Gazette de Liége Le monument offert par les Belges aux Français, 1923, se trouve à Paris. Chronique Lily Portugaels

Le Centre d’interprétation de la pierre, installé dans l’ancienne et magnifique centrale électrique de Sprimont, abrite une remarquable exposition permanente sur l’histoire et les caractéristiques du "petit granit", une roche sédimentaire calcaire de couleur bleu-gris particulièrement appréciée des sculpteurs. En ce moment, et jusqu’au 25 août, se tient à Sprimont un événement annuel : les "Rencontres internationales de sculptures". Le public peut admirer le travail d’une dizaine d’artistes qui, sous ses yeux, transforment la pierre locale en œuvre d’art.

Cette manifestation est rejointe par l’information d’une lectrice qui nous a envoyé un dossier sur l’inauguration, à Paris, le 14 juillet 1923, d’un monument offert par la population belge à la ville de Paris en souvenir de l’alliance franco-belge lors de la guerre 1914-1918. Un magnifique monument en pierre de Sprimont dû au sculpteur belge Isidore De Rudder et à l’architecte R. Foucart.

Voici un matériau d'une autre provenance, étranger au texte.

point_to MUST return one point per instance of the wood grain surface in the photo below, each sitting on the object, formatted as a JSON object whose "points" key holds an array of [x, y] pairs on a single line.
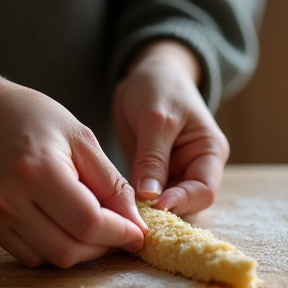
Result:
{"points": [[251, 211]]}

Madame Renée Wilmet-De Rudder qui a été présidente de la section de Liège de la Fédération belge des femmes universitaires, fait partie de la branche liégeoise de la famille du sculpteur De Rudder. C’est notre chronique du 22 juillet dernier, sur la remise de la Légion d’honneur à la Ville de Liège qui lui a inspiré de nous contacter pour attirer notre attention sur une sorte de réponse belge à cet hommage de la France à la Belgique. Le monument est le fruit d’une souscription nationale lancée par l’Union des sociétés patriotiques de Belgique.

Un très élégant monument

Le sculpteur a taillé dans la pierre bleue de Sprimont une œuvre très élégante. Deux femmes, figures allégoriques de la France et de la Belgique, l’une coiffée d’un bonnet phrygien, l’autre d’une couronne royale, se tiennent par les mains. Sous leurs bras tendus, deux enfants, évoquant la Flandre et la Wallonie, un garçon et une fille, soutenant le blason de la Belgique, représentent l’avenir dans lequel se perpétuera la gratitude des Belges vis-à-vis de la France. Le monument se trouve, non loin du pont de l’Alma dans un charmant petit square à l’intersection de l’avenue Montaigne et du cours Albert 1er.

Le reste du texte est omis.